On September 28, Oulanyah suspended the House to allow the government to prepare and present a statement regarding the re-arrest of Kawempe North MP, Muhammad Ssegirinya and Makindye West MP Allan Ssewanyana shortly after their release by courts on bail.
Oulanyah said that the matter was serious since the Head of the Institution of Parliament did not know the circumstances under which the MPs were re-arrested. He noted that the first summons to the MPs went through his office but he is surprised that their re-arrest was not communicated.
This was after a section of legislators led by the Leader of Opposition (LOP), Mathias Mpuuga took to the floor to criticize the re-arrest of the MPs immediately after their release from prison.
But on October 26, Oulanyah dismissed requests by the Opposition to have the House intervene in the continued denial of bail to MPs Muhammad Ssegirinya representing Kawempe North and his Makindye West counterpart, Allan Ssewanyana. The two are facing several charges, including murder, attempted murder, aiding and abetting terrorism.
Oulanyah said that he used to practice law and he applied for bail several times and it was denied. He then said that it is constitutional to grant and deny bail and that there is no need to politicize the matter and cause undue pressure on other institutions of government.
He also chaired the sitting in which MPs okayed the government takeover of the Mountains of the Moon University after a motion tabled by John Chrysostom Muyingo, the Minister of State for Higher Education. The take-over of the institution as a Public University would address the issue of regional balance and equity given that there was no public university in the Rwenzori sub-region.
In the same month, Oulanyah held a meeting with a European Union –EU delegation in his Chambers. During the meeting, he said that he had approved a motion for the introduction of the National Legal Aid Bill saying that this and other Bills in the interest of the EU directly relate to the ordinary people and how they should be helped.
His statement was after the EU Acting Ambassador Anna Merrifield asked the Speaker to prioritize the Sexual Offences Bill, the National Legal Aid Bill, Witness Protection Bill and other key bills in the 11th Parliament. At the same meeting, Oulanyah was optimistic about the lifting of a suspension on Democratic Governance Facility-DGF, the single biggest donor basket established by development partners.
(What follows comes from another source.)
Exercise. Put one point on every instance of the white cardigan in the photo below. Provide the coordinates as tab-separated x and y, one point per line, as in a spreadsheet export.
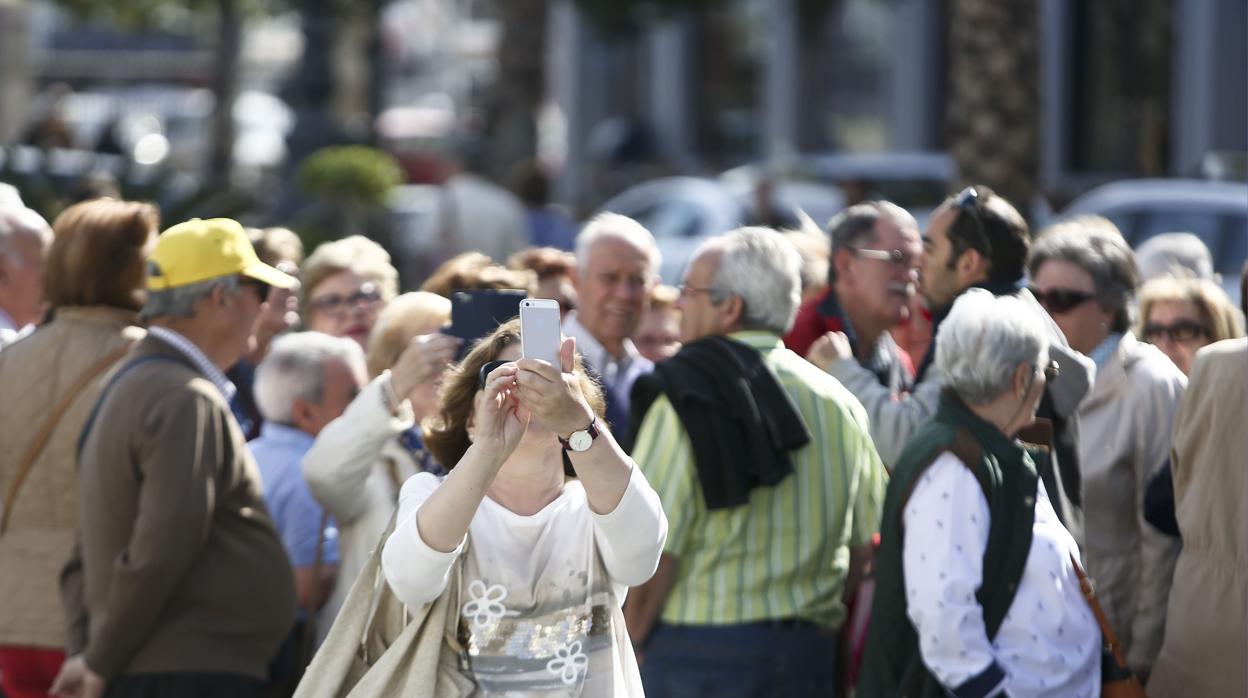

Before signing out, Oulanyah had warned Ministries, Departments and Agencies of government to stop funding activities of parliament committees saying that this undermines the independence and authority of Parliament.
“It has come to my attention, that some Ministries, Departments and Agencies (MDAs) of government are making arrangements with our committees and financing them to do certain work. If you want your mandate, authority and independence eroded, let somebody else…other than parliament finance your activities. He, who pays the piper, calls the tune,” said the Speaker then.
He warned MPs to take his communication seriously since they committed to the people that they would be serious and will avoid certain things that bring the image of this institution into disrepute. Oulanyah directed all MDAs to cease forthwith, from these dealings that undermine the institution’s independence.
He also cautioned Committee Chairpersons, Vice-Chairpersons, MPs and Clerks to Committees to take his directive seriously.
Later, while meeting the Inspector-General of Government (IGG), Beti Olive Kamya on October 18, 2021, Oulanyah promised to give a clear timeline to the Legal and Parliamentary Affairs Committee for consideration of the reports from the Inspectorate. Oulanyah also tasked the IG to put faces and names in the fight against corruption and not dwell on statistics.
The cabinet is expected to meet on Monday to discuss the final send-off of Speaker Jacob Oulanyah.